1 . An energy storage system, comprising: a chassis; a battery module comprising a plurality of battery cells; and a thermal interface material disposed between a rear of the chassis and the plurality of battery cells such that if a temperature within the chassis is less than a predetermined temperature, the thermal interface material transfers heat to the rear of the chassis, and if the temperature within the chassis is equal to or greater than the predetermined temperature, the thermal interface material creates a thermal barrier that blocks heat from a hotter cell of the plurality of battery cells to the ambient and to other cells of the plurality of battery cells.

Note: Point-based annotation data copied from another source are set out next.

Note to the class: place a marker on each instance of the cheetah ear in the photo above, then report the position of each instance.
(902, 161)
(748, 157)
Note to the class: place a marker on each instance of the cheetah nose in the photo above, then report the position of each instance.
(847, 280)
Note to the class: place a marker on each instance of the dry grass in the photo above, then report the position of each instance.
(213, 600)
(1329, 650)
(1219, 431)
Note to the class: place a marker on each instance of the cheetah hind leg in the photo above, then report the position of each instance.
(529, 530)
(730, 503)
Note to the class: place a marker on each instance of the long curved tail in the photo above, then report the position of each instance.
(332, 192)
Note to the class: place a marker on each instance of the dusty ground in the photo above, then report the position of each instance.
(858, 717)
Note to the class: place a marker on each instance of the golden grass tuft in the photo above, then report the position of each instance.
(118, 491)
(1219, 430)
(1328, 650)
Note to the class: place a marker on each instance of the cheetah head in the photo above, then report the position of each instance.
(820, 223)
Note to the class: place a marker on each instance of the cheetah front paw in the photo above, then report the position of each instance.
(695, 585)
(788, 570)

2. The energy storage system of claim 1 , wherein the thermal interface material comprises a highly conductive polymer.

3. The energy storage system as in any of claims 1 or 2, wherein the highly conductive polymer is ultra-high molecular weight polyethylene (UHMWPE).

4. The energy storage system of claim 1 , wherein the battery module is one of a prismatic battery pack, a cylindrical battery pack, or a pouch battery pack.

5. The energy storage system of claim 1 , wherein the battery module comprises eight to twelve battery cells.

6. The energy storage system of claim 1 , wherein the plurality of battery cells are held in place via one more connecting/disconnecting apparatus.

7. The energy storage system of claim 1 , wherein the one more connecting/disconnecting apparatus a pair of end plates.

8. The energy storage system of claim 1 , wherein the thermal interface material has a high thermal conductivity at normal operation to enhance heat dissipation and achieve better performance/life of the battery module.

9. The energy storage system as in any of claims 1 , 2, or 4 to 8 wherein the thermal interface material has a low thermal conductivity at thermal runaway to reduce heat transfer between the plurality of battery cells to mitigate cell-to-cell thermal runaway propagation.